A Justiça de São Paulo apontou a existência de provas de materialidade e indícios robustos de autoria, destacando que os investigados mantinham a operação do esquema contábil mesmo com suas principais lideranças recolhidas em estabelecimentos prisionais de segurança máxima. O juízo argumentou que a manutenção da liberdade dos alvos gerava risco iminente de destruição de provas, interferência nas diligências e ocultação de patrimônio.
O risco de fuga internacional também pesou na decisão judicial. Deolane Bezerra passou as últimas semanas na cidade de Roma, na Itália. Diante da permanência no exterior, o nome da advogada chegou a ser inserido na Difusão Vermelha da Interpol, o canal de cooperação para capturas internacionais.
A influenciadora retornou ao território brasileiro na última quarta-feira (20), sendo detida poucas horas depois. Policiais civis também realizaram buscas na residência da investigada, localizada em um condomínio em Barueri, na Região Metropolitana de São Paulo, bem como em imóveis ligados a um contador do grupo e a Giliard Vidal dos Santos, considerado filho de criação da advogada.
Esta é a segunda vez que a influenciadora é submetida ao cárcere em investigações de natureza econômica.
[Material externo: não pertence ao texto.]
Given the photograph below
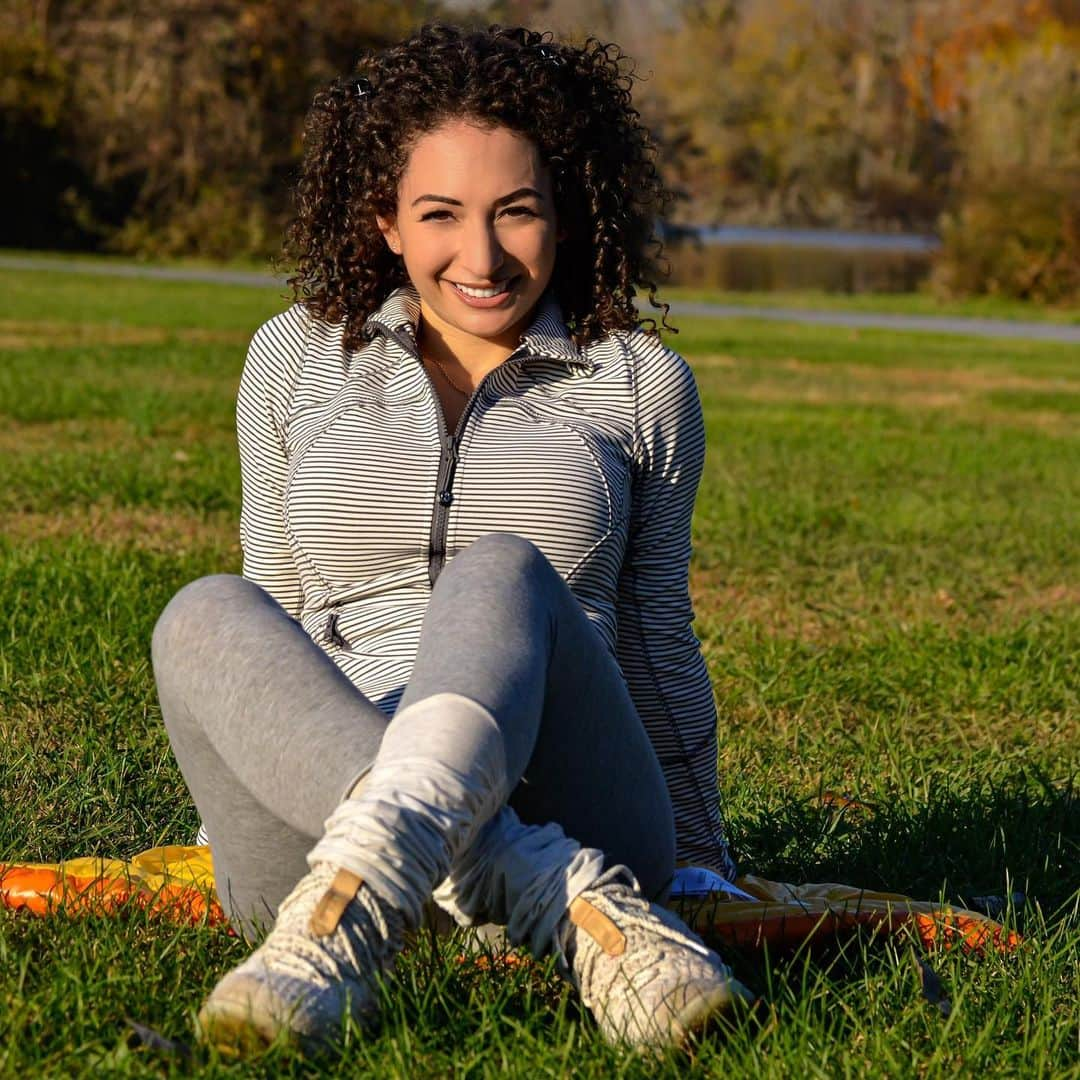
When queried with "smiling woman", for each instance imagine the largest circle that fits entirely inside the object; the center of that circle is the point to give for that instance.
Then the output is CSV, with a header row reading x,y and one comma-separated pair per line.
x,y
459,663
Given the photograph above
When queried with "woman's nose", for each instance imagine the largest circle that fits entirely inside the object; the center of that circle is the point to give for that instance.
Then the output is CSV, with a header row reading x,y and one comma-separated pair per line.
x,y
482,255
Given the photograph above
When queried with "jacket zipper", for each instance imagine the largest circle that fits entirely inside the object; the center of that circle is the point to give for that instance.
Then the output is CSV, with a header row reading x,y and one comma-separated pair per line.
x,y
448,456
Em setembro de 2024, Deolane havia sido presa pela Polícia Civil de Pernambuco em uma operação que investigava lavagem de dinheiro oriunda de plataformas de apostas online e jogos eletrônicos ilegais.
Após obter a liberdade naquela ocasião, a advogada passou a utilizar suas mídias digitais para confrontar publicamente o delegado responsável pelo caso, acusando a corporação de abuso de autoridade, o que gerou ações judiciais de reparação por danos morais.
A projeção nacional da advogada criminalista consolidou-se a partir de maio de 2021, após o falecimento de seu então noivo, o músico MC Kevin, em um hotel na cidade do Rio de Janeiro.
Desde então, Deolane acumulou mais de 21 milhão de seguidores em redes sociais como o Instagram, pautando sua atuação pública na ostentação de marcas de luxo, joias, automóveis importados e na divulgação massiva de empresas de apostas virtuais (bets).
Para os investigadores da Operação Vérnix, a visibilidade pública e a atividade empresarial lícita da advogada funcionavam como camadas de aparente legalidade projetadas para encobrir a movimentação financeira de origem criminosa.
Procurada para se manifestar a respeito do cumprimento dos mandados, a defesa técnica de Deolane Bezerra, representada pelo advogado Luiz Imparato, declarou por meio de nota que está em processo de análise dos autos para se inteirar formalmente dos fatos narrados.
O advogado Bruno Ferullo, responsável pela defesa de Marcos Willians Herbas Camacho, o Marcola, manifestou-se no mesmo sentido, indicando que aguarda o acesso integral aos documentos do inquérito para traçar as estratégias jurídicas. Os representantes legais dos demais investigados na Operação Vérnix não foram localizados para comentar o caso.